Monday, 3 February 2014

Argot Message Format - A self describing binary message format

Today I've committed to the Subversion repository the first implementation of the Argot Message format.  This is a feature I've been wanting to add for sometime, and a project I'm currently working on has given me the excuse to get it done.  The idea of the Argot Message format is that a binary message contains both the data and data dictionary with little overhead.

It's easiest to understand with a demonstration.   As part of the Argot test code I've defined a data type called 'demo':

definition demo 1.0:
{
    @short #int8;
    @byte #int16;
    @text #u8utf8;   
};

This rudimentary type contains three fields named 'short', 'byte' and 'text'.  If an instance of this data type were written to a stream it would look like:

00 0a 33  05 h  e  l  l  o  

This can be described as:

short - 2 bytes with value 10.
byte - 1 byte with value 51.
text - 6 bytes with one byte value 5 and the text 'hello'.

If an application received just these 9 bytes alone it would need to have previously known that the sender was sending this 'data' type.  However, with the Argot message format the following is sent:

A  13 01 32  20 00 04 d  e  m  o  01 00 1b 0f 03 0e 05 s  h  o  r  t  0d
28 0e 04 b  y  t  e  0d 01 0e 04 t  e  x  t  0d 08 32  00 0a 33  05 h  e  l  l  o 

The message is now 51 bytes, however, contains a full description of the data format along with the actual data.  Breaking the format down:

A  - Magic value indicating this is an Argot message format.
0x13 - Version of the Argot meta dictionary and Argot message format being used.
0x01 - The number of data types defined.  One here but could be thousands.

Each data type contains a unique identifier, a type name identifier and a type definition.  In this message it contains:

0x32 - The unique identifier for the data type.
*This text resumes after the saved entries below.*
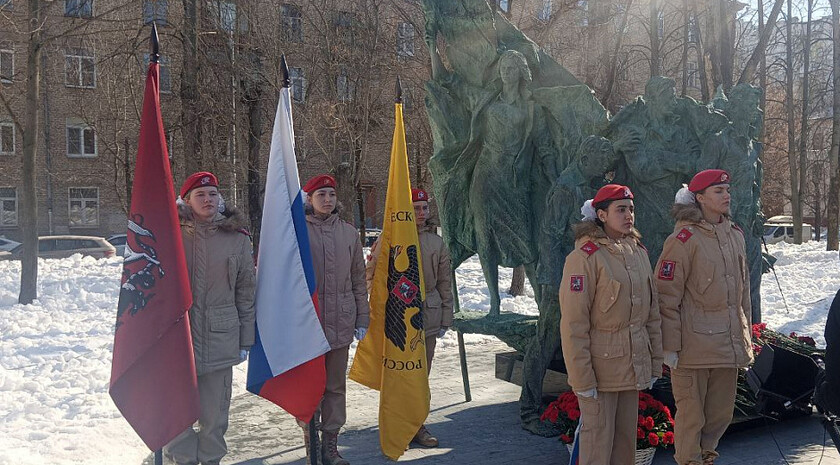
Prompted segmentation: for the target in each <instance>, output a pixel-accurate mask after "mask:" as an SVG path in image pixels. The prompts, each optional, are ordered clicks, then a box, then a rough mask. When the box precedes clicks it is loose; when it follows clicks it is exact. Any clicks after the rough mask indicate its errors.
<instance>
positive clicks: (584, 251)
mask: <svg viewBox="0 0 840 465" xmlns="http://www.w3.org/2000/svg"><path fill="white" fill-rule="evenodd" d="M599 248H600V247H598V246H597V245H595V243H594V242H592V241H589V242H587V243H586V244H583V246H581V248H580V250H583V251H584V252H586V255H592V254H593V253H595V252H597V251H598V249H599Z"/></svg>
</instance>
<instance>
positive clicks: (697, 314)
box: [656, 170, 753, 465]
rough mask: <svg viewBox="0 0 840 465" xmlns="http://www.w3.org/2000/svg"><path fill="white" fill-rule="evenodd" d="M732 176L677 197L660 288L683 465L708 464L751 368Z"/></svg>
mask: <svg viewBox="0 0 840 465" xmlns="http://www.w3.org/2000/svg"><path fill="white" fill-rule="evenodd" d="M729 200H730V196H729V174H728V173H727V172H725V171H723V170H706V171H702V172H700V173H698V174H697V175H695V176H694V178H693V179H692V180H691V183H690V184H689V185H688V186H687V187H684V188H683V189H682V190H680V192H678V193H677V198H676V204H675V205H674V209H673V214H674V217H675V219H676V220H677V224H676V227H675V228H674V233H673V234H671V235H670V236H669V237H668V239H667V240H666V241H665V245H664V247H663V249H662V256H661V257H660V258H659V263H658V265H657V270H658V271H657V275H656V286H657V290H658V293H659V307H660V309H661V312H662V346H663V349H664V351H665V352H664V353H665V363H666V364H667V365H668V366H669V367H671V386H672V389H673V392H674V399H675V400H676V403H677V416H676V419H675V425H674V442H675V448H676V452H675V454H674V459H675V460H676V461H677V463H678V464H680V465H699V464H703V465H711V464H713V463H714V461H715V458H716V457H717V456H718V453H717V452H716V451H715V449H716V448H717V445H718V441H719V440H720V438H721V436H722V435H723V433H724V431H726V427H727V426H729V423H730V422H731V421H732V414H733V409H734V407H735V392H736V389H737V381H738V368H743V367H746V366H747V365H749V364H750V363H751V362H752V359H753V354H752V344H751V340H750V325H751V321H750V318H751V316H750V315H751V313H750V284H749V283H750V282H749V279H750V277H749V265H748V264H747V260H746V253H745V247H744V236H743V233H742V232H741V229H740V228H738V226H737V225H735V224H734V223H733V222H732V221H731V220H730V218H729Z"/></svg>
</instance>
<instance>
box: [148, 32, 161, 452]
mask: <svg viewBox="0 0 840 465" xmlns="http://www.w3.org/2000/svg"><path fill="white" fill-rule="evenodd" d="M159 61H160V41H159V40H158V33H157V23H155V22H154V21H153V22H152V32H151V33H150V36H149V63H158V62H159ZM155 465H163V449H158V450H156V451H155Z"/></svg>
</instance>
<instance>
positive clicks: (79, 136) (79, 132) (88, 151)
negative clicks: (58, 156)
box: [67, 122, 96, 157]
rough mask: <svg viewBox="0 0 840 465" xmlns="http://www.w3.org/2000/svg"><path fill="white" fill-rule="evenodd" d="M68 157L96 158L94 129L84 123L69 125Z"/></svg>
mask: <svg viewBox="0 0 840 465" xmlns="http://www.w3.org/2000/svg"><path fill="white" fill-rule="evenodd" d="M67 156H68V157H95V156H96V132H95V131H94V130H93V128H92V127H90V126H88V125H86V124H84V123H82V122H68V123H67Z"/></svg>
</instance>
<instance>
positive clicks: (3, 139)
mask: <svg viewBox="0 0 840 465" xmlns="http://www.w3.org/2000/svg"><path fill="white" fill-rule="evenodd" d="M14 154H15V125H14V123H9V122H0V155H14Z"/></svg>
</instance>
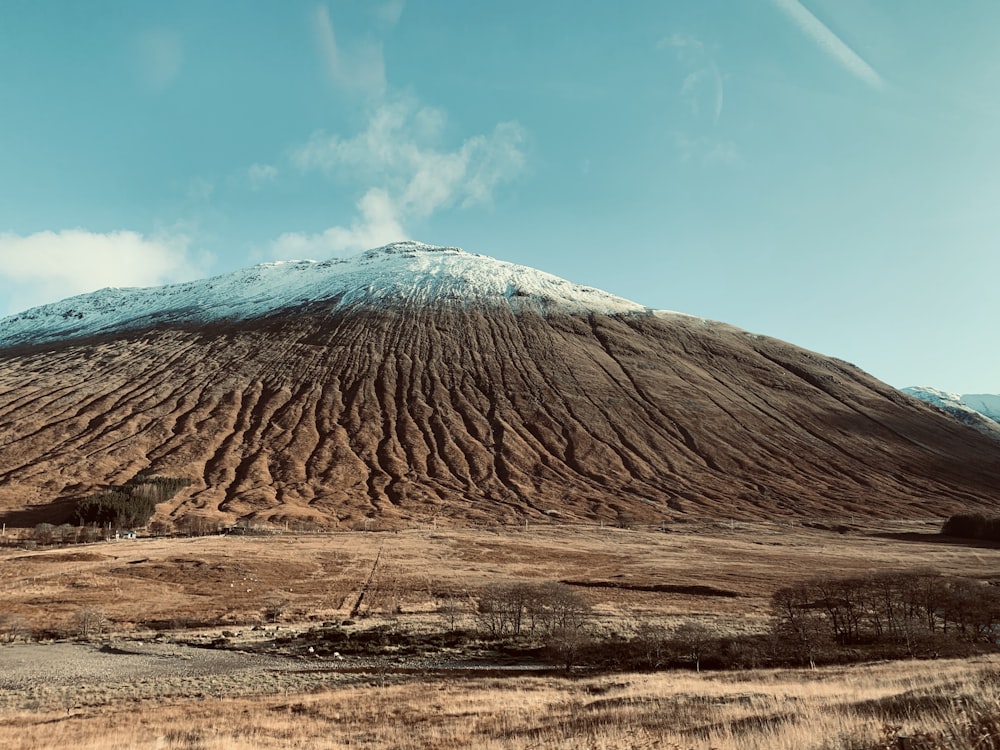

Integer 50.
20 00 04 d  e  m  o 01 00  - The type location and version.  demo version 1.0.
1b 0f 03 0e 05 s  h  o  r  t  0d 28 0e 04 b  y  t  e  0d 01 0e 04 t  e  x  t  0d 08 - The structure of the data type as defined above.

After the data dictionary is read the actual data is written.

0x32 - The identifier for the data type that follows.  In this case the 'demo' type.
00 0a 33  05 h  e  l  l  o - The actual data.

The first data type is defined as type 50 in this case as the format version 1.3 specifies that the reader assumes that the first 49 data types are known to the recipient.  The other 49 data types include all the Argot meta data types and the following base types:

40 - uint16
41 - uint32
42 - uint64
43 - int8
44 - int16
45 - int32
46 - int64
47 - float32
48 - double64
49 - u8boolean
The base types allow any other data types to be defined.  The data dictionary in the message could contain a large and complex set of data with every part of the data defined.  To write the message in Argot was simply:

msg.writeMessage(baos, MixedData.TYPENAME,
           new MixedData( 10, (short) 51, "hello"));

As I work with this new format, I may add additional elements.  One such idea is to include a reference to a known data dictionary provided by a URL.  In this way no data dictionary is required, yet, both sender and recipient will have a reference to the data types used.  This may be beneficial in Internet of Things applications where an additional 50 bytes may be considered too large.